Sundays are for exercise and this was certainly the idea when about 1,500 of us converged on the village of Vilobí (12 kms from Girona) for the "marxa popular" which has become an institution locally. These events are organised by local walking groups where as well as marking the route clearly they provide water/oranges/hot chocolate along the way and at the finish give everyone a present and a snack.These are serious events and some people choose to run but most walk and in this case there were a 10km or a longer 15km route to choose from.
The start was at 8am and since we are in january there was a frost on the ground but after an hour the sun had re established itself and by midday everyone was in shirtsleeves; the joy of a Spanish winter, cold nights followed by clear warm days. The route could not have been nicer, passing by some impressive old farmhouses (masias) some with sundials painted on their front walls and a variety of chickens and animals, not all domesticated by the sound and smell of them!

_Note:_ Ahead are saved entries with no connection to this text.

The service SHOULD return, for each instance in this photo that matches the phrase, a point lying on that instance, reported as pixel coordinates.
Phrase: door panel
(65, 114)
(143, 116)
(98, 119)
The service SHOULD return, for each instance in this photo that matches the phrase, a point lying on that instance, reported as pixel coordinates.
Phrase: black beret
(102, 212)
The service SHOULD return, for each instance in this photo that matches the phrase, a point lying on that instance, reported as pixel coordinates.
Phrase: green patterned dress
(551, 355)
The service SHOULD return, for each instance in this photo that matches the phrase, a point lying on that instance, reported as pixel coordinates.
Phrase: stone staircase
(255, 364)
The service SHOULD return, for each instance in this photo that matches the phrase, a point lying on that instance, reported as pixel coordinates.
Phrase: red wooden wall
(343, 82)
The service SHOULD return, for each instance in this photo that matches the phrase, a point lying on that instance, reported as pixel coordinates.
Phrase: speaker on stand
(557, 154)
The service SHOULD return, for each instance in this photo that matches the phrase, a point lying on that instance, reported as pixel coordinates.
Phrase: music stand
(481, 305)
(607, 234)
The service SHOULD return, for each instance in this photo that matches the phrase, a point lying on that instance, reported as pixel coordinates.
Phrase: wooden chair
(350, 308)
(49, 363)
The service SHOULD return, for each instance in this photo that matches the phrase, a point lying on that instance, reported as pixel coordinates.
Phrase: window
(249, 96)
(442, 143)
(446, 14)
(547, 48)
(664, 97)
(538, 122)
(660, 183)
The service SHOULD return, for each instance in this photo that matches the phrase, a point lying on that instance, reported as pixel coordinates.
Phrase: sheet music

We went through two villages with impressive chapels, Salitja and Sant Dalmai, and in between the path followed a stream with weeping willows that reminded me of walks I have taken in Britain. As is typical here everyone was so busy talking that nobody paid any attention to what they were passing but all stopped at the first refuelling stop to take on hot chocolate (150kgs were made and consumed). This only had the effect of speeding up peoples tongues even more, especially since the temperature was rising quickly too.
The long route went along the top edge of the crater of an extinct volcano called La Crosa which is worth a walk in itself. After a couple hours of what can really only be described as talking while moving gently in a vaguely circular route we ended up back at the school playground where we received our present (a wooly hat with the 3 churches we passed stiched on) and the serious business of eating began.
First comes the sausage (botifarra) sandwich which is cooked over coals which were part of a bonfire which I had noticed some of the inner group of walkers huddling around in the cold dawn and had a dual purpose, clearly. On tables spread all around the playground were plates of salad, potato chips, water and the Catalan porro. This is a glass vessel for drinking wine without touching your mouth to the opening which provides hilarious results when novices attempt to catch the spouting wine in their open mouths, usually the last place that it ends up...
Just when you were thinking that this snack could possibly be lunch it"s time for dessert and black coffee with a shot of either brandy or anis (a liqueur) just to make sure you float back to your car or start the whole painless route again!